歴史上繰り返されてきた失業への恐れ
このような機械による失業あるいは失業への恐れは、いまにはじまったことではありません。歴史上、何度も繰り返されています。
もっとも有名なのは第一次産業革命のときにイギリスで起きたラッダイト運動です。多くの労働者が紡績機によって職を失うことに不安を覚え、機械や工場を打ち壊したり労働環境の改善を求めたりしました。
日本でも同様のことはあります。1954年に郵政省が事務機械を導入しようとしたところ、人員整理がはじまるかもしれないという不安が強まり、座り込みの反対闘争が行われました(科学技術庁 2013: 57)。結果として郵政省は事務機械の導入を見送っています。

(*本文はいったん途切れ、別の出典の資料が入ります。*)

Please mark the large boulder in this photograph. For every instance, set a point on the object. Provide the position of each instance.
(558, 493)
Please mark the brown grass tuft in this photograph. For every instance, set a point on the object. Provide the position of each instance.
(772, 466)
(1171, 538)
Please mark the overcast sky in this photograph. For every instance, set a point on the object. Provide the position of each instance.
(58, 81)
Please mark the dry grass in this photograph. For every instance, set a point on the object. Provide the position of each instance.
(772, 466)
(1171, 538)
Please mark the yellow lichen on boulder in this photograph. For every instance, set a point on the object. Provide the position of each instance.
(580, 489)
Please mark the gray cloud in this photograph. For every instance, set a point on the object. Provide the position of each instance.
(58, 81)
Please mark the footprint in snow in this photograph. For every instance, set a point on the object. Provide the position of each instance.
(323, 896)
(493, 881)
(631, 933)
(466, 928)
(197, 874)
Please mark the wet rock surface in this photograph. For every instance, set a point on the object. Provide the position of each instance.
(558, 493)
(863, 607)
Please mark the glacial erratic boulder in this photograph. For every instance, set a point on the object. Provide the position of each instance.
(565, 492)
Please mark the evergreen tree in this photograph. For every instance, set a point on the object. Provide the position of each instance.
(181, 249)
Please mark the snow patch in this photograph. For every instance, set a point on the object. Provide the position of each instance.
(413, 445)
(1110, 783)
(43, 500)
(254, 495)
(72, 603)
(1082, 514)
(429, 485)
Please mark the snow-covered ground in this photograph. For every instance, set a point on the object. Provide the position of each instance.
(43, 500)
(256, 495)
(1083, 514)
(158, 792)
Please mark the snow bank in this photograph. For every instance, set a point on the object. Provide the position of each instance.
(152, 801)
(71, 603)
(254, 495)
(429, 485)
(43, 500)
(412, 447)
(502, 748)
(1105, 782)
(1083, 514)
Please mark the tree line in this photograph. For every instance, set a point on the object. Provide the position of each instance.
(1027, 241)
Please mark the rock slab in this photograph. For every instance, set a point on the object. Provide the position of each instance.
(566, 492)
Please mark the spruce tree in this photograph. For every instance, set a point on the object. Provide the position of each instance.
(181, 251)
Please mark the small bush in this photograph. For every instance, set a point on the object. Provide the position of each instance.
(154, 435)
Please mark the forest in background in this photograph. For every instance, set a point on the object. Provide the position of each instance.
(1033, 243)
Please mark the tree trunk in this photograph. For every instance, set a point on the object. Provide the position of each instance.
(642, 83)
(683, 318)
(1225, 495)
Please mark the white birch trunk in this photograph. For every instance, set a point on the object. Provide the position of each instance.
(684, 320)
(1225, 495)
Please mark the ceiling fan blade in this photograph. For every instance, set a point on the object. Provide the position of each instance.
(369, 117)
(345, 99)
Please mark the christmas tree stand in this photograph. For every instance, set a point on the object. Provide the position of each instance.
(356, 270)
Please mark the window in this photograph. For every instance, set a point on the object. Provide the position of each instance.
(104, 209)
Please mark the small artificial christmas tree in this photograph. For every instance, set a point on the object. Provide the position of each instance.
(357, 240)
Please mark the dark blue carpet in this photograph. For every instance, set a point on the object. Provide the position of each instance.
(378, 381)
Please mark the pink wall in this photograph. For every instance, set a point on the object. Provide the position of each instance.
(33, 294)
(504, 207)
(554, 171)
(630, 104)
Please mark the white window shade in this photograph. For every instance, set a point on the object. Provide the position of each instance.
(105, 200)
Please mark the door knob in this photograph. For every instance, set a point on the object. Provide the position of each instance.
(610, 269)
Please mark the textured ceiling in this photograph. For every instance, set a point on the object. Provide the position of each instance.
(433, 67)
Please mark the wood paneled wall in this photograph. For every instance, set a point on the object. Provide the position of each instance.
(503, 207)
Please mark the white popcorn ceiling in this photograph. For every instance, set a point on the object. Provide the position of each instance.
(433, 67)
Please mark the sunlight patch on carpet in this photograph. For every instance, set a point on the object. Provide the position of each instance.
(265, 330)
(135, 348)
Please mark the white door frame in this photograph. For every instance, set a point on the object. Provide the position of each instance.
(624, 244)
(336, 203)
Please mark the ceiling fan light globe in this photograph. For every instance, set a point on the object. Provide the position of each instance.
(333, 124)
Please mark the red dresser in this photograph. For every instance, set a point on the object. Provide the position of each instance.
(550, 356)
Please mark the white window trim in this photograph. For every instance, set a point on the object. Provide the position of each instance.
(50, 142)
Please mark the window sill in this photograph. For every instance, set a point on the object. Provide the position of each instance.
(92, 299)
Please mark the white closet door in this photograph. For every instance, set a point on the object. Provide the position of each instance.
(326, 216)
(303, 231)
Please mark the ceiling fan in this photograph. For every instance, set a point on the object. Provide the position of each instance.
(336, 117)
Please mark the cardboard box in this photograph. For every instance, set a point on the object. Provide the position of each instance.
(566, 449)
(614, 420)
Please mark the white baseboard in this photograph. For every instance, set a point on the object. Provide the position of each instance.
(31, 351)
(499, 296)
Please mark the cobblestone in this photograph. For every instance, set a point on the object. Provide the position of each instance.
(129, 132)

今後さらにコンピュータが高度化・ネットワーク化・遍在化していき、生成AIのレベルも向上していくことを考えると、「これからは創造性が大切である」といったとしても、そう簡単なことではありません。コンピュータは、もはや単なる定型的なタスクを行うだけではないからです。
もしこれから創造性が大切になるなら、創造性とはいったいなにか、これから重視するべき創造性とはいったいなにかについて、正面から深く考えていく必要があるでしょう。
正直にいいますと、このテーマは、私自身にとっても本当に大切です。研究者は、創造性の一要素である「新しさ」のあることをしないと評価されないからです。そのため自分なりの創造性を作り出していかなければなりません。
また教育者として未来を担う学生を育てる立場からも創造性に向かいあわなければなりません。すでに大学では2000年代に生まれている若者が圧倒的多数です。人生100年時代が本当なら、そういった人たちは2100年の社会を目にします。
プラグマティズムを展開したジョン・デューイは、「教育者は他のどのような職業人よりも、遠い将来を見定めることにかかわっている」(デューイ 2004: 121)といいました。不確実性が増しているなかで、遠い将来を見通すことはきわめて困難になっていますが、それでも教育者は未来と向かいあうことが求められています。
創造性が求められているいま、創造性をどのようなものと考え、どのようにして学生の創造性を育めばよいのでしょうか。